= Free City of Besançon =

Holy Roman Empire free imperial city

The Free City of Besançon was a self-governing free city surrounded by Franche-Comté.

After losing its status as a free imperial city within the Holy Roman Empire in 1654, the City of Besançon refused to recognise the sovereignty of a new protector, whether the king of France or Spain, until Louis XIV dissolved the municipal government in 1676. The government comprised only a tiny area around the City of Besançon in the Franche-Comté, which meant that it had limited independence although it had considerable internal autonomy and still tried to claim neutrality.

== History ==

=== Within the Holy Roman Empire ===

Besançon became part of the Holy Roman Empire in 1034 as the Archbishopric of Besançon, and in 1184 it gained autonomy as a free imperial city under Frederick I, Holy Roman Emperor. The town slowly sought the protection of a number of outside protectors, or captains, such as Philip the Good, Duke of Burgundy. After the marriage of Mary of Burgundy to Maximilian I, Holy Roman Emperor in 1477, the city treated the Habsburgs as its protectors.

When Franche-Comté passed to Philip II of Spain in 1555, Besançon remained a free imperial city.

=== Loss of Imperial status ===
The city lost its status as a free imperial city in 1651 as a reparation for other losses that the Spanish had suffered in the Thirty Years' War. After some resistance, this was finally confirmed by Besançon in 1654, although the city kept a high degree of internal autonomy.

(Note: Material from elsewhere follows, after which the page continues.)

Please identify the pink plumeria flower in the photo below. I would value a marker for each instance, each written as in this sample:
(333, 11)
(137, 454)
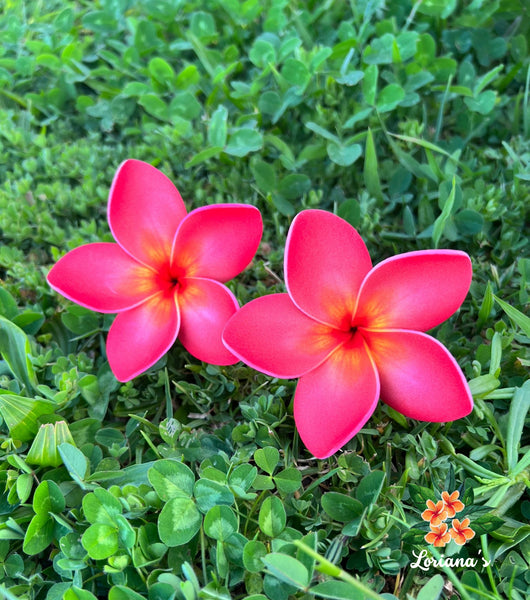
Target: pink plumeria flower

=== Disputes with France ===
In 1667 Louis XIV claimed Franche-Comté as a consequence of his marriage to Marie-Thérèse of Spain. As part of the War of Devolution, French troops arrived in the area in 1688. The town authorities tried to argue that it was neutral in any hostilities as it was an Imperial City, something that the French commander, the Prince de Conde, rejected as archaic. The French agreed to very generous surrender terms with the town authorities, which included transferring the university from the then still recalcitrant Dole. There were also rumours that the regional Parlement may be transferred from Dole. The City also laid down that it would be left the relic of a fragment of the holy winding sheet, and that Protestants should not have liberty of conscience in the same way as they then had in the rest of France.

While the city was in French hands, the famed military engineer Sébastien Le Prestre de Vauban visited Besançon and drew up plans for its fortification. The Treaty of Aix-la-Chapelle returned the city to Spain within a matter of months, in return for the town of Frankenthal.

The Spaniards built the main centre point of the city's defences, "la Citadelle", siting it on Mont St. Etiene, which closes the neck of the bend in the river that encloses the old city. In their construction, they followed Vauban's designs.

From this time onwards, a large pro-French faction grew among some of the city.

=== Surrender to the French ===
The city was to finally lose its autonomy as a result of the Franco-Dutch War starting in 1672, where the Habsburgs took the side of the Dutch and so were to lose control of Franche-Comté and Besançon. After a siege of the city, French troops occupied the city in 1674, although they agreed to allow Besançon to keep its privileges.

In 1676 the French authorities wound up the magistracy, the democratic form of government of Besançon, on the instructions of Louis XIV. A baillarge court was set up in its stead. As compensation for losing its self-government, the city became the administrative centre for Franche-Comté, with the Parlement of Besançon administering the area, replacing the Parlement of Dole. French control was confirmed in 1678 by the Treaty of Nijmegen.

== Institutions ==
Unlike most Free Imperial Cities which gradually became oligarchies, Besançon had a very democratic form of government and municipal institutions. The government consisted of 28 councillors elected every year by the seven parishes. These, in turn, chose 14 governors, who dealt with the day-to-day business. The main business was dealt with by both councillors and governors sitting together. There was also a provision for a general assembly of citizens in very important cases.

The protector — first the Dukes of Burgundy and then the Austrian and Spanish Habsburgs, and for two years the King of France — had the right to appoint a president for the governors and the commander of the soldiers who guarded the ramparts. The protector was never recognised as sovereign.